RSA 2026 : montant, conditions et nouvelle obligation d'activité
Revalorisé à 651,69 euros pour une personne seule depuis avril 2026, le RSA s'accompagne désormais d'une obligation de 15 heures d'activité par semaine et d'une inscription automatique à France Travail. Ce qui change concrètement.

Le RSA (revenu de solidarité active) est l'aide qui garantit un revenu minimal aux personnes sans ressources ou aux ressources très faibles. Deux évolutions marquent l'année 2026 : une revalorisation des montants au 1er avril, et la montée en charge de la réforme qui conditionne désormais l'aide à une obligation d'activité. Voici ce qu'il faut retenir.

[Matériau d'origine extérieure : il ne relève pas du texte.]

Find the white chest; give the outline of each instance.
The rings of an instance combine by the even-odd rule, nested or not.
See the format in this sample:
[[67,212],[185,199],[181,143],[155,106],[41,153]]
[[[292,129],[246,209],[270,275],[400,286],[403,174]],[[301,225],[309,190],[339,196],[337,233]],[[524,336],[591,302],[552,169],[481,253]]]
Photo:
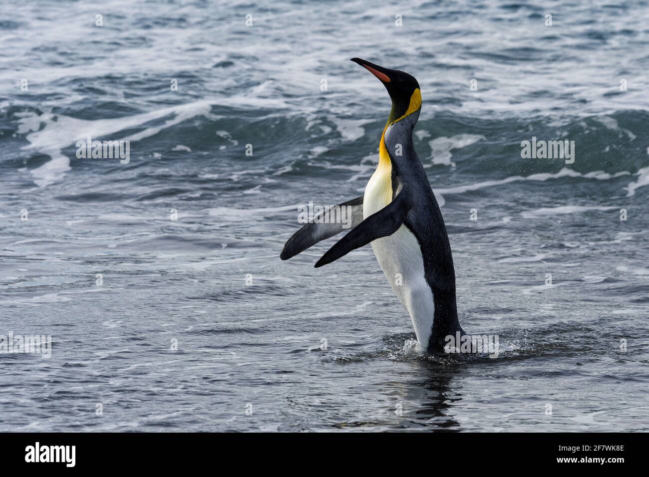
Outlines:
[[[380,162],[365,188],[363,216],[367,219],[390,203],[391,168]],[[419,345],[426,349],[432,330],[435,306],[424,278],[424,261],[417,238],[405,226],[372,242],[376,260],[399,300],[408,311]]]

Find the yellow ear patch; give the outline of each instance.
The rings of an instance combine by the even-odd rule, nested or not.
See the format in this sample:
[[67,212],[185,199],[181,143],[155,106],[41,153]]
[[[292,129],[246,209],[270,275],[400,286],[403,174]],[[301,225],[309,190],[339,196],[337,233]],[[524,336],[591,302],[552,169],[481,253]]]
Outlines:
[[408,106],[408,111],[404,114],[401,117],[398,119],[395,119],[393,123],[396,123],[397,121],[401,121],[406,116],[409,114],[412,114],[413,112],[417,111],[419,108],[421,107],[421,92],[419,91],[419,88],[417,88],[413,92],[412,96],[410,97],[410,105]]

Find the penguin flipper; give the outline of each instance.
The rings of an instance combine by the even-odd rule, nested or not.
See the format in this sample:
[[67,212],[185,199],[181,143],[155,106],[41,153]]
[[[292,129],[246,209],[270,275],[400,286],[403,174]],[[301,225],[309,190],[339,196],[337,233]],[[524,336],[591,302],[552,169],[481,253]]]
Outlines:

Montant et conditions en 2026
Depuis le 1er avril 2026, le montant forfaitaire du RSA a été revalorisé de 0,8 %, comme l'ensemble des prestations sociales versées par la CAF et la MSA. Pour une personne seule sans enfant et sans autre ressource, il passe de 646,52 à 651,69 euros par mois, soit 5,17 euros de plus. Pour un couple sans enfant, ou une personne seule avec un enfant, le montant de base atteint 977,54 euros. Chaque enfant supplémentaire ajoute 260,68 euros. Ces sommes sont des plafonds : le RSA versé correspond à la différence entre ce forfait et les ressources moyennes du foyer sur les trois mois précédents. Toucher un petit salaire ou une autre allocation réduit donc le montant, sans forcément faire perdre le droit.
Pour en bénéficier, il faut avoir au moins 25 ans (ou être un jeune parent, ou justifier d'une activité antérieure entre 18 et 24 ans), résider en France de manière stable, et disposer de ressources inférieures au plafond. Le RSA se demande auprès de la CAF ou de la MSA, en ligne ou via un simulateur, et se déclare tous les trois mois.

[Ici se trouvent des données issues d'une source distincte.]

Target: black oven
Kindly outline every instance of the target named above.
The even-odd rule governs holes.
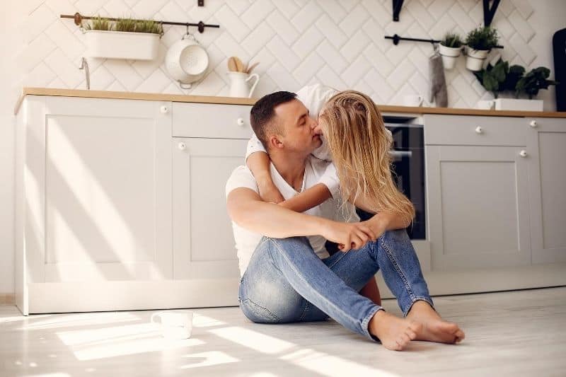
[[[411,239],[427,237],[424,187],[424,137],[422,124],[412,124],[415,118],[384,117],[386,127],[393,134],[393,177],[399,190],[415,206],[412,226],[407,228]],[[363,220],[367,214],[358,210]]]

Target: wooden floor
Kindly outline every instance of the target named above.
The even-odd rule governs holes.
[[[332,320],[258,325],[238,308],[195,309],[191,339],[166,341],[154,311],[26,318],[0,306],[0,376],[566,376],[566,287],[434,300],[466,339],[400,352]]]

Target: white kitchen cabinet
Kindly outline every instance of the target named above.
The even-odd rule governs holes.
[[[433,270],[531,264],[523,149],[427,146]]]
[[[239,272],[226,206],[228,177],[243,163],[248,140],[174,137],[173,238],[175,279],[215,279]],[[230,303],[237,305],[237,296]]]
[[[526,118],[533,263],[566,262],[566,120]]]
[[[564,145],[564,120],[539,120],[548,127],[536,130],[554,132],[555,139],[538,134],[519,117],[424,115],[423,120],[432,266],[424,274],[431,293],[566,284],[564,222],[555,220],[565,210],[558,162],[564,161],[558,146],[560,141]],[[541,161],[539,147],[548,147]],[[546,176],[542,185],[539,170]],[[545,190],[550,201],[541,204]],[[547,221],[544,231],[543,216],[555,220]],[[558,247],[545,250],[543,237]]]
[[[171,104],[28,96],[25,106],[22,291],[88,283],[97,301],[98,282],[171,279]],[[58,310],[75,308],[52,293]]]

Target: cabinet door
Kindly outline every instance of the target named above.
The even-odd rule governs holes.
[[[427,146],[433,270],[531,264],[522,149]]]
[[[45,97],[28,125],[35,282],[172,277],[166,103]],[[167,108],[163,109],[167,110]],[[44,153],[45,152],[45,153]]]
[[[533,262],[566,262],[566,119],[526,119],[524,127]]]
[[[239,277],[225,186],[244,163],[248,140],[173,139],[175,279]],[[214,284],[209,286],[214,294]]]

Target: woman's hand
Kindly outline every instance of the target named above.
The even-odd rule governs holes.
[[[369,240],[376,239],[374,231],[364,223],[340,223],[328,221],[322,236],[338,244],[338,249],[347,252],[359,249]]]
[[[387,230],[386,219],[381,216],[379,214],[376,214],[369,219],[365,221],[362,221],[362,224],[365,224],[368,228],[371,230],[373,234],[375,235],[375,238],[371,240],[376,240],[377,238],[383,236]]]
[[[260,190],[260,196],[264,202],[271,203],[280,203],[285,200],[279,189],[271,179],[260,179],[258,180],[258,188]]]

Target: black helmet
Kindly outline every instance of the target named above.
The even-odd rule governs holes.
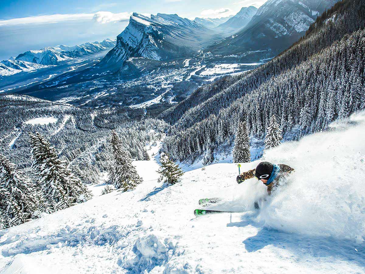
[[[261,162],[256,167],[255,176],[258,180],[269,180],[274,168],[274,165],[269,162]]]

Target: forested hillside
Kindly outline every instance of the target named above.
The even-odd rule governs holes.
[[[142,109],[83,109],[14,94],[0,95],[0,229],[89,199],[87,185],[103,174],[119,188],[118,160],[128,175],[133,160],[150,159],[145,147],[167,126]]]
[[[262,138],[274,115],[284,133],[297,130],[296,139],[364,108],[364,2],[338,3],[270,62],[202,87],[163,113],[173,126],[162,150],[179,160],[212,153],[241,120]]]

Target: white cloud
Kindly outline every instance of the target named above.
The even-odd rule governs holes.
[[[113,13],[110,11],[98,11],[94,15],[93,19],[101,24],[128,21],[132,15],[131,12]]]
[[[68,21],[87,21],[93,20],[100,24],[117,21],[126,21],[129,19],[131,13],[113,13],[109,11],[98,11],[95,13],[80,13],[69,14],[53,14],[51,15],[14,18],[0,20],[0,26],[16,26],[32,24],[49,24]]]
[[[46,24],[56,23],[65,21],[87,21],[92,19],[93,14],[53,14],[30,17],[14,18],[7,20],[0,20],[0,26],[14,26],[27,24]]]
[[[266,0],[243,0],[234,3],[234,5],[239,5],[241,7],[254,6],[259,8],[266,2]]]
[[[218,9],[203,9],[201,12],[200,15],[203,18],[210,17],[211,18],[215,18],[216,17],[224,17],[227,16],[229,16],[231,15],[234,15],[237,12],[232,11],[230,8],[222,8]]]

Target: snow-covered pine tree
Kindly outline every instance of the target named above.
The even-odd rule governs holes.
[[[241,122],[236,133],[233,148],[233,163],[250,163],[251,152],[250,152],[250,140],[246,123]]]
[[[86,186],[58,157],[54,148],[38,133],[30,134],[32,167],[49,212],[63,209],[90,199],[92,194]]]
[[[135,167],[132,164],[129,153],[123,148],[123,144],[116,133],[112,132],[111,145],[114,156],[114,165],[109,171],[109,179],[116,189],[123,191],[134,189],[142,182]]]
[[[279,145],[283,140],[283,131],[280,129],[280,126],[276,122],[276,118],[273,115],[270,118],[269,126],[266,130],[265,138],[265,149],[268,149]]]
[[[110,193],[115,190],[115,189],[112,186],[111,186],[110,184],[107,184],[105,186],[104,189],[101,191],[101,195],[104,195],[105,194]]]
[[[182,176],[184,172],[179,167],[169,158],[167,155],[161,153],[160,157],[161,166],[157,171],[161,175],[158,182],[167,183],[174,184],[178,182],[179,178]]]
[[[142,151],[142,154],[143,155],[143,160],[144,161],[149,161],[151,160],[151,158],[150,158],[150,156],[148,155],[147,151],[144,148],[143,148],[143,150]]]
[[[16,166],[0,154],[0,212],[5,227],[30,219],[37,203],[34,185]]]

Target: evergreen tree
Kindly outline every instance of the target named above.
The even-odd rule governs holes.
[[[251,161],[250,140],[246,123],[241,122],[238,124],[234,140],[233,163],[249,163]]]
[[[105,194],[110,193],[115,190],[115,189],[112,186],[109,184],[107,184],[105,186],[105,187],[101,191],[101,195],[104,195]]]
[[[162,153],[160,157],[161,166],[157,171],[161,175],[158,182],[167,183],[174,184],[178,182],[179,178],[182,176],[184,172],[179,167],[169,158],[164,153]]]
[[[279,145],[283,140],[283,131],[280,129],[280,126],[276,122],[275,116],[271,117],[266,129],[266,137],[265,138],[265,149],[273,148]]]
[[[49,212],[89,199],[92,194],[58,157],[54,148],[39,133],[30,134],[33,167]]]
[[[31,218],[36,207],[34,185],[8,158],[0,154],[0,212],[9,227]]]
[[[149,161],[151,160],[151,158],[150,158],[150,156],[148,155],[147,151],[144,148],[142,151],[142,154],[143,155],[142,160],[144,161]]]
[[[142,179],[132,164],[129,153],[123,149],[120,139],[114,130],[112,132],[111,145],[114,160],[109,170],[111,182],[116,189],[123,191],[134,189],[142,182]]]

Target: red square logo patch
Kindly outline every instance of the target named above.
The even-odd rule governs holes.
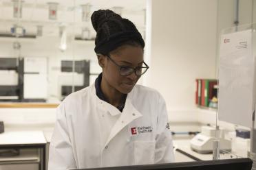
[[[131,127],[131,134],[137,134],[136,127]]]

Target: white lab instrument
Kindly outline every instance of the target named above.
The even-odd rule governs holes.
[[[220,141],[220,151],[231,151],[231,141],[224,138],[223,129],[217,130],[211,126],[202,126],[202,132],[198,134],[190,141],[191,149],[200,154],[209,154],[213,152],[213,141]],[[216,138],[216,137],[217,138]]]

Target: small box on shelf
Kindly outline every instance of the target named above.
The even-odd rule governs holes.
[[[196,79],[195,104],[202,108],[217,108],[217,80]]]

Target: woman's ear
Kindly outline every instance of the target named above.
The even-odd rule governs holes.
[[[104,68],[105,62],[105,57],[102,54],[97,54],[98,62],[101,68]]]

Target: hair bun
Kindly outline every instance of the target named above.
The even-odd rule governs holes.
[[[101,25],[109,19],[114,18],[116,19],[122,19],[122,17],[109,10],[99,10],[94,11],[91,16],[92,26],[96,32],[98,32]]]

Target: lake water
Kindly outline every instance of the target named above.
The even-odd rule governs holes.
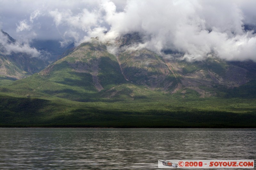
[[[0,128],[1,169],[159,169],[165,159],[255,160],[256,129]]]

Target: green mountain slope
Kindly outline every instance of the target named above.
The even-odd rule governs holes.
[[[165,58],[129,50],[131,37],[119,40],[116,56],[93,38],[3,85],[0,125],[256,127],[254,63]]]

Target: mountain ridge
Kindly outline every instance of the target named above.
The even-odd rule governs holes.
[[[0,86],[0,126],[256,127],[244,119],[255,116],[254,62],[188,62],[131,50],[132,40],[124,39],[114,55],[109,44],[91,40]]]

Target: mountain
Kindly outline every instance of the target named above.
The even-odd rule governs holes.
[[[74,43],[66,48],[61,47],[60,41],[52,40],[33,40],[30,45],[44,53],[45,60],[50,62],[55,61],[58,57],[66,50],[75,47]]]
[[[0,125],[256,127],[255,63],[189,62],[134,50],[136,33],[116,40],[115,48],[91,40],[0,86]]]
[[[13,46],[16,41],[2,30],[7,43]],[[0,43],[0,80],[15,80],[25,77],[45,68],[48,62],[41,58],[33,57],[26,53],[12,52],[6,54],[4,44]]]

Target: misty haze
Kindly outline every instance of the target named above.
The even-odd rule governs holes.
[[[164,159],[255,159],[256,1],[0,5],[0,169],[156,169]],[[105,128],[116,129],[98,129]]]

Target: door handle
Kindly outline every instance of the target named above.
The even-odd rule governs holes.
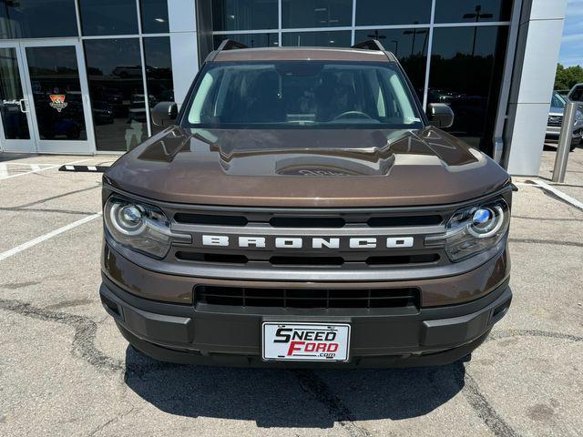
[[[23,103],[25,103],[26,105],[28,104],[26,102],[26,98],[21,98],[20,100],[18,100],[18,106],[20,107],[20,112],[24,112],[25,114],[27,114],[28,111],[26,109],[25,109],[26,107],[26,106],[23,107]]]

La nouvelle obligation d'activité
C'est le changement le plus important. Depuis le 1er janvier 2025, et pleinement déployée en 2026, la loi pour le plein emploi inscrit automatiquement chaque bénéficiaire à France Travail, ainsi que son conjoint, concubin ou partenaire de Pacs. Aucune démarche n'est à faire : l'inscription se fait directement entre la CAF et les services de l'emploi.
Chaque allocataire doit ensuite signer un contrat d'engagement avec un organisme référent (France Travail, le conseil départemental ou la mission locale). Ce document fixe des objectifs d'insertion et un plan d'action. Il prévoit au moins 15 heures d'activité par semaine, une durée qui peut être réduite selon la situation de la personne. Ces heures ne sont pas forcément un emploi : formation, ateliers de recherche d'emploi, immersion en entreprise, bénévolat encadré, préparation du permis ou démarches d'accès aux droits peuvent compter, dès lors qu'elles servent le retour vers l'autonomie.
Des dispenses existent. Sont notamment concernées les personnes dont l'état de santé est incompatible avec une activité, celles reconnues handicapées, et les parents isolés sans solution de garde pour un enfant de moins de 12 ans.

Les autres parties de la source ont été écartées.